Spirituality, kabbalah and meditation are buzzwords in today’s religious lexicon. But do they really describe religion?
A number of years ago, my mother, who lives in Cleveland, received a call from the major local paper, the Cleveland Plain Dealer. The paper was doing a feature story on the mikveh, the Jewish ritual bath, for its weekend column on religion. They called my mother, an Orthodox rebbitzen and a well-respected academic, for her observations. During the interview, the reporter asked my mother, “When you went to the mikveh, did you experience spirituality?” My mother answered, “All religious experiences involve spirituality. If you mean, did I feel a halo hover over my head, no. But did I feel I was performing a divine commandment? Then definitely, yes.”
The divine commandment as the ultimate spiritual moment explains an enigmatic story that has occupied the attention of Bible scholars from time immemorial. The story occurs right after Miriam dies, and the water supply for the Jews in the desert suddenly goes dry. To rectify the problem, God commands Moses and Aaron to speak to the rock in order to extract water. But, in a moment of frustration, Moses hits the rock twice with his staff and subsequently water miraculously gushes forth. Following this act, the Torah records that God said to Moses and Aaron, “You did not believe in Me enough to sanctify Me in the presence of the Children of Israel. Therefore, you will not bring this congregation into the land that I have given them” (Numbers 20:12).

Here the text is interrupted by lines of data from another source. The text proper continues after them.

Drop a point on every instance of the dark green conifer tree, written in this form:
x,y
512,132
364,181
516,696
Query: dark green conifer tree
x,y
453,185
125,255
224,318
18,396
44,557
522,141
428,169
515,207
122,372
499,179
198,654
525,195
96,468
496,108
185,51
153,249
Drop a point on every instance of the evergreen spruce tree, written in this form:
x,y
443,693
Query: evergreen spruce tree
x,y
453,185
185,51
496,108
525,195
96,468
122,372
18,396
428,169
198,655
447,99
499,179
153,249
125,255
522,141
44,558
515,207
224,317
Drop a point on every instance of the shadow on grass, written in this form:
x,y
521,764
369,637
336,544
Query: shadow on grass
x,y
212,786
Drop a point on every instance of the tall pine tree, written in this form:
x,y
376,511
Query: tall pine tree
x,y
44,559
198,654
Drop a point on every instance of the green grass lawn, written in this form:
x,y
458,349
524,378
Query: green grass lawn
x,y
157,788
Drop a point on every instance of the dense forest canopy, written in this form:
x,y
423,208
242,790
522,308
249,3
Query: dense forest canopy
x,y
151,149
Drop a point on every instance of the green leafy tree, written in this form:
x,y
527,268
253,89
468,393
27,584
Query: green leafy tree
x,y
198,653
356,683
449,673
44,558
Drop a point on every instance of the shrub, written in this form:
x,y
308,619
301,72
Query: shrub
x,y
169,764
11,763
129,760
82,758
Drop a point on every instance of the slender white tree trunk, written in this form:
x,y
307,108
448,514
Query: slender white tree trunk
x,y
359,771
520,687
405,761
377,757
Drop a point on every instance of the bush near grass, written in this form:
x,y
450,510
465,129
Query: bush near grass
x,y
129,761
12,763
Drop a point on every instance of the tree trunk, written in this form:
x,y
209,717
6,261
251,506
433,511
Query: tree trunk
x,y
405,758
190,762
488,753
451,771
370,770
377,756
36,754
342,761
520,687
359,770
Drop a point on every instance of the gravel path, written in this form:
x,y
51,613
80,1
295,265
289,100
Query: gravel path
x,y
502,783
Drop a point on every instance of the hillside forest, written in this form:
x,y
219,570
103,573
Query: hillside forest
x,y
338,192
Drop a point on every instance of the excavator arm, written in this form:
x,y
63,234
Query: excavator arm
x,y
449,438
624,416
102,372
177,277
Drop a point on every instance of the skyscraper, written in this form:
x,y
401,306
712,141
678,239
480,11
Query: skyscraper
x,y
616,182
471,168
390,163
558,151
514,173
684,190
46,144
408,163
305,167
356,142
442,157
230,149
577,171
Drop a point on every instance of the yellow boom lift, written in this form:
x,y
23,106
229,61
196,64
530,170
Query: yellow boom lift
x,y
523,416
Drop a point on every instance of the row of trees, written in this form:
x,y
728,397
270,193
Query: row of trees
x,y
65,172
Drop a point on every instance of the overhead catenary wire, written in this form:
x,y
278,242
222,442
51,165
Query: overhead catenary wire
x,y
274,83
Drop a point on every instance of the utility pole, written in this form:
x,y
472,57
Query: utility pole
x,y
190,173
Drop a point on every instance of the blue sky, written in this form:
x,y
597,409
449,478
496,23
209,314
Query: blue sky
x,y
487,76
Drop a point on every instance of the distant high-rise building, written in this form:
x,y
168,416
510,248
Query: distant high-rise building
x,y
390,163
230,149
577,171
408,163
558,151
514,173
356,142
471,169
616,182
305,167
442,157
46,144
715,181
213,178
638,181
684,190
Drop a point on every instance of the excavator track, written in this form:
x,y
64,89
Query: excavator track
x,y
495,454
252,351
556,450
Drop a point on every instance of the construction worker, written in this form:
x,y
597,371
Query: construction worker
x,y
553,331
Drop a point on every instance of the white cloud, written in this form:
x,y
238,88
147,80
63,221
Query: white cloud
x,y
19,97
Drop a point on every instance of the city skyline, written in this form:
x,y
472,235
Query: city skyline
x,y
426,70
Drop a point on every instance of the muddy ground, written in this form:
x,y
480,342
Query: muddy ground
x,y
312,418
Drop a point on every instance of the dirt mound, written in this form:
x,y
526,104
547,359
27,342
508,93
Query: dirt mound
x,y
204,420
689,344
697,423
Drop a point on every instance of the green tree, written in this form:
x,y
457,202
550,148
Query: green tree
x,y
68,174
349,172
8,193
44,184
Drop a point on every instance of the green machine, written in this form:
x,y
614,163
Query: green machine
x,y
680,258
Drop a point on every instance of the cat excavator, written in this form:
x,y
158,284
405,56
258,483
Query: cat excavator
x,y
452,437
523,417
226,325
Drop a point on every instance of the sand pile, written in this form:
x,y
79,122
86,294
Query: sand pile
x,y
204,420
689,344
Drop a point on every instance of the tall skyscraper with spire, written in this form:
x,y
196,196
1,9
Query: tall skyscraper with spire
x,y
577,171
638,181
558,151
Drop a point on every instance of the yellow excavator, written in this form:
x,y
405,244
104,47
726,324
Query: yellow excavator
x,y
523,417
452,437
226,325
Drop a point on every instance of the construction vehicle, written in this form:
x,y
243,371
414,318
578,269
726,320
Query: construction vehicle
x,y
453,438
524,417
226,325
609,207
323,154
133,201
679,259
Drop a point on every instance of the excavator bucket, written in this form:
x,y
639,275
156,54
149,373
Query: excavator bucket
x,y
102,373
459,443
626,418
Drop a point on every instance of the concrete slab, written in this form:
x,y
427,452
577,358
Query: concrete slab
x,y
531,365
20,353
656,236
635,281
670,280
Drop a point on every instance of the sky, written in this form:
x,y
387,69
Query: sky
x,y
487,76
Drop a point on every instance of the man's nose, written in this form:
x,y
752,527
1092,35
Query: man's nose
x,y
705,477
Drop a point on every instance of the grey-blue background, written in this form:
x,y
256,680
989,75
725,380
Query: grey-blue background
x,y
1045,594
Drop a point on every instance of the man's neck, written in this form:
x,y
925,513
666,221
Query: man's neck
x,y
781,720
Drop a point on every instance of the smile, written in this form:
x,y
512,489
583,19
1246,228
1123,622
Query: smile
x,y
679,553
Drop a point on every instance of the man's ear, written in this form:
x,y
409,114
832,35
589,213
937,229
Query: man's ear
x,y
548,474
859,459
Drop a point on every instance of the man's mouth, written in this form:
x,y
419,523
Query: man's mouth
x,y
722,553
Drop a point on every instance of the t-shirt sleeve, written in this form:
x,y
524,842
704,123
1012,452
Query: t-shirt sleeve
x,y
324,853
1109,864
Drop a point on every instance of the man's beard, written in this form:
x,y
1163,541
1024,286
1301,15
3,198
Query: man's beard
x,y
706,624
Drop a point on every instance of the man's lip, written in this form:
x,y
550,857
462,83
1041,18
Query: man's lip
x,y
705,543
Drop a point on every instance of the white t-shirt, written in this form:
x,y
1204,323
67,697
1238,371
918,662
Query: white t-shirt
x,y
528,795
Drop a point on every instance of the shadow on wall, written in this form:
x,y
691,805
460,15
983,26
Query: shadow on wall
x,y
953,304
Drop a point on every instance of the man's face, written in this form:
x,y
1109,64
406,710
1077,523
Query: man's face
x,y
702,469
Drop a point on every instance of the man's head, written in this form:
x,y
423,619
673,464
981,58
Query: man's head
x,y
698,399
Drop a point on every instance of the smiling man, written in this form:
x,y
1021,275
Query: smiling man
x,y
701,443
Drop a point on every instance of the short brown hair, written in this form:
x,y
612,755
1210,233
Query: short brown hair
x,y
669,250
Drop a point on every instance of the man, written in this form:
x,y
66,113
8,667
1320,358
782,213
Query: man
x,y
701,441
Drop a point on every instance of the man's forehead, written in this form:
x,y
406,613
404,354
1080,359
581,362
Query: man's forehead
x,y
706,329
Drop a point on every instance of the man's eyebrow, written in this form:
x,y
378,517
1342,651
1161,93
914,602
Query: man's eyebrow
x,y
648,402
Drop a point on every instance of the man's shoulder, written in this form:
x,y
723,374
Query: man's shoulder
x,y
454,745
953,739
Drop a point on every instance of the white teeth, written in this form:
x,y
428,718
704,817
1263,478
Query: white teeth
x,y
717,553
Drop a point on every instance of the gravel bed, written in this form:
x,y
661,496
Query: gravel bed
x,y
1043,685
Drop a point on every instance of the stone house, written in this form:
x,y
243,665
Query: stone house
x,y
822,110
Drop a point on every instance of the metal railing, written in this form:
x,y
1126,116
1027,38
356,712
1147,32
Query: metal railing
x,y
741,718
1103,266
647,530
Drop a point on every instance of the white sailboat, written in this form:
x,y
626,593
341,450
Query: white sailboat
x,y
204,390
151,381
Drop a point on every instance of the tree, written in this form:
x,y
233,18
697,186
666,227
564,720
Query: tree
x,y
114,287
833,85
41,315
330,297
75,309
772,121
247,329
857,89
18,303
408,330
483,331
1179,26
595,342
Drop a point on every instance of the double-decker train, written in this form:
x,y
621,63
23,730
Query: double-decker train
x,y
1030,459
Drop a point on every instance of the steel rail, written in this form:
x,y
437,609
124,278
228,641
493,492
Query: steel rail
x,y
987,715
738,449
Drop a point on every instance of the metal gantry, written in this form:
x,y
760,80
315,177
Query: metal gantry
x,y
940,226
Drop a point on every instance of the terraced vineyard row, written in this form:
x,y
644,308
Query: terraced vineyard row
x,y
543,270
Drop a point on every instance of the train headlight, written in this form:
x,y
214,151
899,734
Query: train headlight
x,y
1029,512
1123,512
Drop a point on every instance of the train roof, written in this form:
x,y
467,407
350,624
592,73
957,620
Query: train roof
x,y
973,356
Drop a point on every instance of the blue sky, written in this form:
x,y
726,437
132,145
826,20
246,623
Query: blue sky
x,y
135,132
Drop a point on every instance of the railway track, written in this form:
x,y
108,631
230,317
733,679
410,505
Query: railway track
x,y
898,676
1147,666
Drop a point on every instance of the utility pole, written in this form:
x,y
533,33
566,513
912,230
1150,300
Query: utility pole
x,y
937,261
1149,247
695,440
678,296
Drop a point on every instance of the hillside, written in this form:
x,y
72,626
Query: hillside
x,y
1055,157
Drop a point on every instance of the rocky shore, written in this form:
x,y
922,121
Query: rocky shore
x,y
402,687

The punishment was swift in coming, but one must wonder how God could claim that Moses and Aaron did not sanctify His name? Did anyone who witnessed the water gushing out of the rock think this was not a miracle? Certainly everyone present knew that it was a great miracle. When does a rock produce water, let alone more water than the mass of the rock itself, which certainly violates every law of basic physics?
Perhaps, however, we can find an answer to this problem. God wanted Moses and Aaron to speak and not to perform any act. God wanted the Jewish people to learn that you do not have to do “wild and crazy” acts to encounter the Almighty. The lesson God wanted us to learn was that we just have to speak and God listens.
In simple language, if you want spirituality, you don’t need meditation or kabbalah. You don’t need anyone teaching you mysticism. In Judaism, the greatest spiritual encounter is simply talking to God. Every time we thank God for our physical needs, such as in the morning blessings when we thank Him for our ability to see, to walk and to care for our bodily functions, we have achieved the ultimate spiritual moment possible.
And maybe that is the point. What is Jewish spirituality? The answer is realizing that we must be grateful to God for all of the gifts we receive daily. Spirituality isn’t mystical; it is rational and concrete. We just have to think about what we do, and then it all becomes a remarkably close encounter with the divine.
Holocaust scholar Michael Berenbaum once told me the following story:
After years of trying to locate documentation of religious heroism among the Orthodox community during the Holocaust, he finally made some inroads by interviewing a Chasidic rebbe who had survived those ghastly years. The rebbe recounted how, in 1944, he was assigned to clear the railroad tracks in Auschwitz after Jews arrived at the concentration camp and deposited their belongings on the tracks. Following the arrival of a train filled with Hungarian Jews, he found a pair of tefillin and smuggled them into his barracks. Every morning, while it was still dark outside, he tried to put on tefillin. He wasn’t successful every day, but the days he was, he told Berenbaum, he will never forget. Wearing those tefillin in the hell of Auschwitz proved to be the most spiritual moments of his life.
The real spiritual story in Judaism is encountering God every day by performing mitzvot and conversing with God in prayer. That isn’t a buzzword; that is reality.